Irgendetwas wird also in „No Way Home“ geschehen. Und es wird womöglich dazu führen, dass Holland in ein anderes Universum wechselt: vom MCU zum SPUMC. Für Sony Pictures wäre die Einbindung des von Marvel Studios‘ Kevin Feige kuratiertem Spider-Man in das eigene filmische Universum ein Glücksfall. Zwar ist jenes aktuell stärker auf Bösewichte wie Venom (Tom Hardy), Morbius (Jared Leto) und Kraven (Aaron Taylor-Johnson) fokussiert, Spideys Anwesenheit wäre aber ideal für ein Bösewichten-Team-up in Form eines Sinister-Six-Films. Noch interessanter wäre es aber, wenn Spider-Man die Hilfe seiner Feinde im Kampf gegen eine noch größere Bedrohung bräuchte. Da klingeln die Kassen schon jetzt!

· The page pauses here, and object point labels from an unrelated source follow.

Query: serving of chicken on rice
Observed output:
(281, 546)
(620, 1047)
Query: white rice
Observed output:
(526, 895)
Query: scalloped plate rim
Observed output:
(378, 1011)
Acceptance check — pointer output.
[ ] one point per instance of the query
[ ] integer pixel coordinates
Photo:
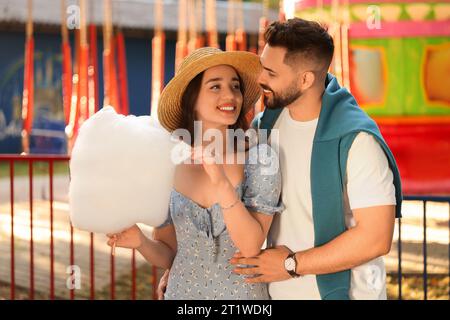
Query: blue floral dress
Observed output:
(201, 268)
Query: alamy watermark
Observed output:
(212, 145)
(74, 280)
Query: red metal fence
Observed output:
(51, 160)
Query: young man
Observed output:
(341, 186)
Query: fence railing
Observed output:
(424, 200)
(50, 160)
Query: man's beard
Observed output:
(283, 99)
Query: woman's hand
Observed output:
(131, 238)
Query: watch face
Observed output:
(289, 264)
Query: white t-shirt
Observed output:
(369, 183)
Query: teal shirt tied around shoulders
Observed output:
(340, 121)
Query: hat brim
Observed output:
(246, 64)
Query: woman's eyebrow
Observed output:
(220, 79)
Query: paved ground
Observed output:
(412, 235)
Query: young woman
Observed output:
(215, 208)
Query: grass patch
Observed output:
(412, 287)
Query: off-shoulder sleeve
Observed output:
(262, 188)
(168, 220)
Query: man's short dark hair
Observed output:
(304, 38)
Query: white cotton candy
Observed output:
(121, 173)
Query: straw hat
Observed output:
(246, 64)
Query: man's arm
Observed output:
(370, 238)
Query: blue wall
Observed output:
(48, 92)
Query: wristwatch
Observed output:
(290, 264)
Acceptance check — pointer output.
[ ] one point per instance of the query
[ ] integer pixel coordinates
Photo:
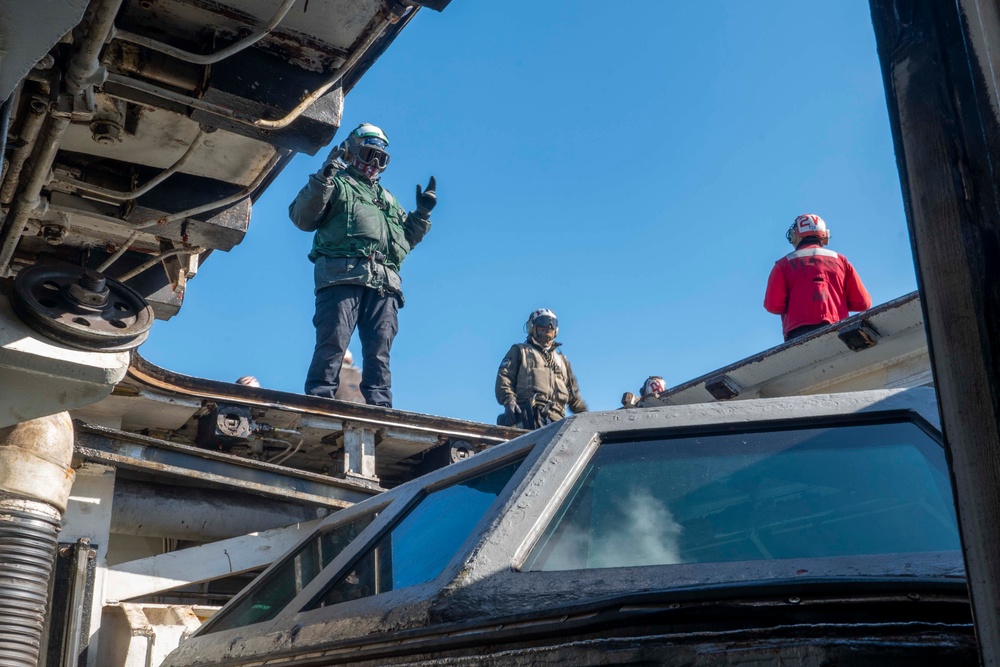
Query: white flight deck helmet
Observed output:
(654, 384)
(540, 323)
(365, 149)
(805, 225)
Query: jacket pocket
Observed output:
(366, 222)
(399, 248)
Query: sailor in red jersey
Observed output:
(812, 286)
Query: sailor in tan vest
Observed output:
(535, 382)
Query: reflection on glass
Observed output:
(270, 595)
(872, 489)
(417, 549)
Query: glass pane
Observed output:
(417, 549)
(285, 582)
(872, 489)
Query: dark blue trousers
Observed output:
(338, 310)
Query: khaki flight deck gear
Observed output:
(540, 381)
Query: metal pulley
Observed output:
(81, 308)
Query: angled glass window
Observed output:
(846, 490)
(419, 546)
(277, 589)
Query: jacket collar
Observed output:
(551, 348)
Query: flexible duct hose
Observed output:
(35, 481)
(28, 532)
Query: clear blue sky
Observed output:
(631, 165)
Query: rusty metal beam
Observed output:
(942, 95)
(215, 469)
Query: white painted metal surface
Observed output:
(49, 377)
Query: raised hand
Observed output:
(426, 198)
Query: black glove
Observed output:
(426, 199)
(334, 162)
(512, 413)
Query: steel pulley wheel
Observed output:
(81, 308)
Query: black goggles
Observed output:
(370, 154)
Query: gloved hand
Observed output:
(426, 199)
(334, 162)
(512, 413)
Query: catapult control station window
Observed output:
(272, 593)
(419, 547)
(837, 491)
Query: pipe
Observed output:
(128, 275)
(5, 109)
(152, 222)
(144, 188)
(246, 119)
(28, 201)
(122, 249)
(35, 482)
(28, 135)
(85, 65)
(77, 591)
(209, 58)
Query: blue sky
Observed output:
(632, 166)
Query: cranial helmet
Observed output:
(365, 149)
(808, 225)
(542, 325)
(654, 384)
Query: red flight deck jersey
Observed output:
(813, 285)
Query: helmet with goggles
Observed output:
(654, 384)
(542, 325)
(366, 149)
(805, 226)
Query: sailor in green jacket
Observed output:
(535, 381)
(362, 237)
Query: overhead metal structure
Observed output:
(939, 63)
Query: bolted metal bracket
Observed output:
(359, 453)
(859, 336)
(722, 387)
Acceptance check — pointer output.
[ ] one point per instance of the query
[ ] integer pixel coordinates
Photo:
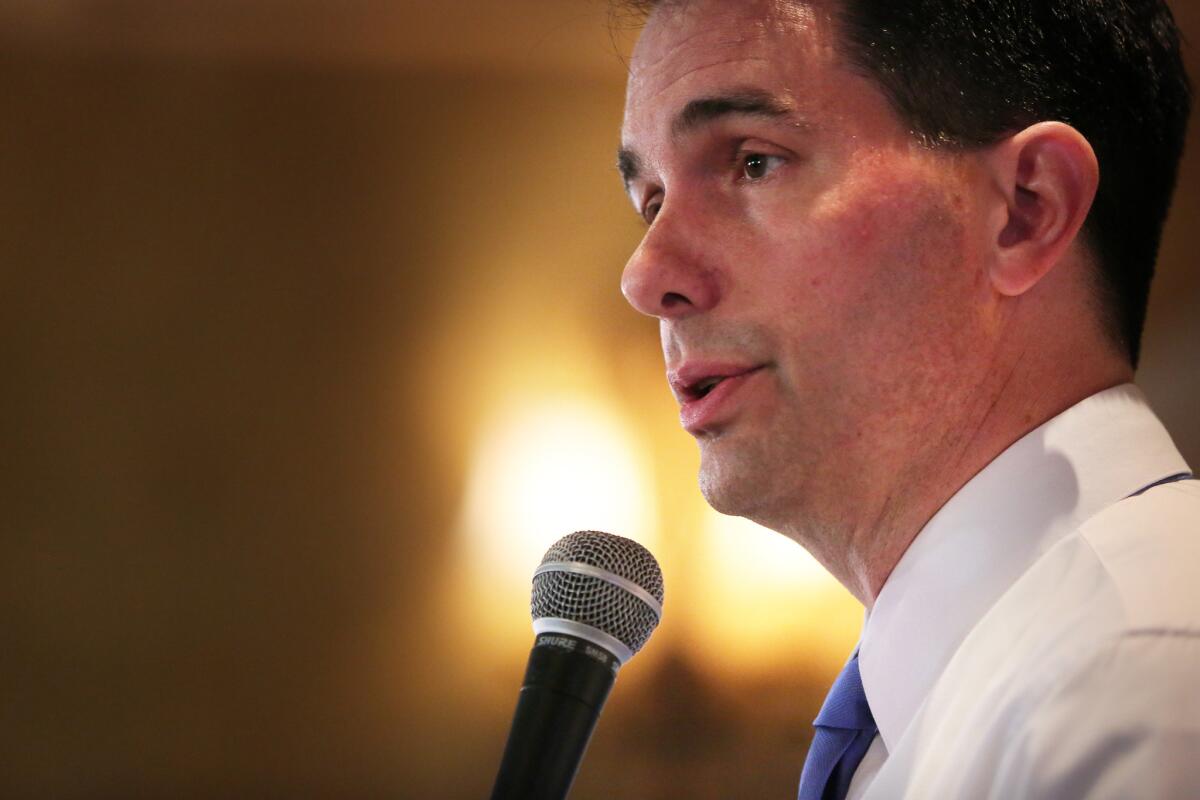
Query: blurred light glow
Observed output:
(540, 471)
(766, 600)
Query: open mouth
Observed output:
(700, 389)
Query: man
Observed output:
(900, 254)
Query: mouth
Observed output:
(708, 394)
(691, 383)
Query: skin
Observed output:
(912, 312)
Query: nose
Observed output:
(670, 276)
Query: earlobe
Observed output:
(1048, 176)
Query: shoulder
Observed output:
(1080, 681)
(1149, 549)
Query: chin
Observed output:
(732, 489)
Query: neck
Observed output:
(1015, 392)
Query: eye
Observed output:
(756, 166)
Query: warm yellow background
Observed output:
(312, 343)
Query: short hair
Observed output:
(966, 73)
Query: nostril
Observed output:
(672, 299)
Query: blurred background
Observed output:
(312, 343)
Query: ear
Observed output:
(1047, 175)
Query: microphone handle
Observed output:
(567, 683)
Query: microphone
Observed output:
(597, 599)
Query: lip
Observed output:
(699, 411)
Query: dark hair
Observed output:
(965, 73)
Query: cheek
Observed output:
(892, 246)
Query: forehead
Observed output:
(701, 47)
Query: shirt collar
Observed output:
(1036, 492)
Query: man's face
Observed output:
(802, 248)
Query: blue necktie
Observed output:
(844, 731)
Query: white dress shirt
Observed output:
(1041, 637)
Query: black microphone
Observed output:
(597, 599)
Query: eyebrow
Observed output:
(705, 110)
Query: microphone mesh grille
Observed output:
(593, 601)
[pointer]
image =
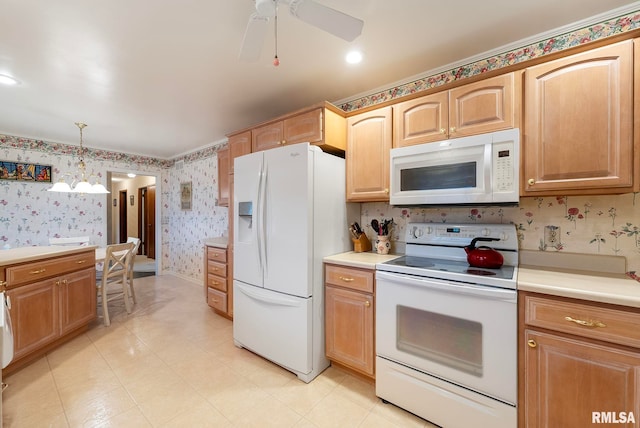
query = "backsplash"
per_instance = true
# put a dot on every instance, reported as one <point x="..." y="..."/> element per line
<point x="576" y="224"/>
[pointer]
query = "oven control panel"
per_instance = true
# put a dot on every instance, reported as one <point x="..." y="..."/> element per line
<point x="462" y="234"/>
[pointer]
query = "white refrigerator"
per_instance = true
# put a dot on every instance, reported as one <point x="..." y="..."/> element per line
<point x="289" y="213"/>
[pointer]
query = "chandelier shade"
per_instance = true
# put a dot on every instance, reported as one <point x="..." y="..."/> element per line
<point x="81" y="184"/>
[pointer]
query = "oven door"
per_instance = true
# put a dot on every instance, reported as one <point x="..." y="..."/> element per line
<point x="463" y="333"/>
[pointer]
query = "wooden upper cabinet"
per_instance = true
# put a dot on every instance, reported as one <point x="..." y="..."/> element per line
<point x="369" y="139"/>
<point x="480" y="107"/>
<point x="578" y="123"/>
<point x="323" y="126"/>
<point x="421" y="120"/>
<point x="239" y="145"/>
<point x="305" y="127"/>
<point x="267" y="136"/>
<point x="476" y="108"/>
<point x="223" y="177"/>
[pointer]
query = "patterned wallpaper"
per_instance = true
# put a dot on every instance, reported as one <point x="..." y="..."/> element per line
<point x="29" y="215"/>
<point x="577" y="224"/>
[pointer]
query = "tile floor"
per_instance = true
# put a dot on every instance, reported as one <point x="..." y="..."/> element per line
<point x="172" y="363"/>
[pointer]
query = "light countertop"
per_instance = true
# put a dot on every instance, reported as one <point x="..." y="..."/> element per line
<point x="573" y="275"/>
<point x="27" y="254"/>
<point x="218" y="242"/>
<point x="362" y="260"/>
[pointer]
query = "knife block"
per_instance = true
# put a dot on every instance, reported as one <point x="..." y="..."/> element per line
<point x="362" y="244"/>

Spider-Mans Zukunft ist noch nicht gänzlich entschieden. Dafür erfahrt ihr in diesem Video, was euch demnächst in der Marvel Phase 4 erwartet:

Miles Morales könnte als MCU-Ersatz kommen?

Das Marvel Cinematic Universe müsste im Fall eines Abschieds von Tom Hollands Peter Parker aber nicht auf einen Spider-Man verzichten. Warum denn auch? Es gibt noch eine Menge mehr Iterationen der Spinne im Marvel-Universum. Und die bekannteste nach Peter Parker ist Miles Morales. In den Comics tauchte er 2011 nach dem Tod von Parker erstmals auf. Auf der großen Leinwand konnte man ihn zuletzt im Animationsfilm „Spider-Man: A New Universe“ sehen.

Und wie The Hashtag Show erfahren haben will, planen Sony und Disney/Marvel genau das: Peter Parker im SPUMC und Miles Morales im MCU. Weitere Crossover-Filme zwischen beiden Universen sollen dank einer Einigung beider Studios in Zukunft durchaus denkbar sein.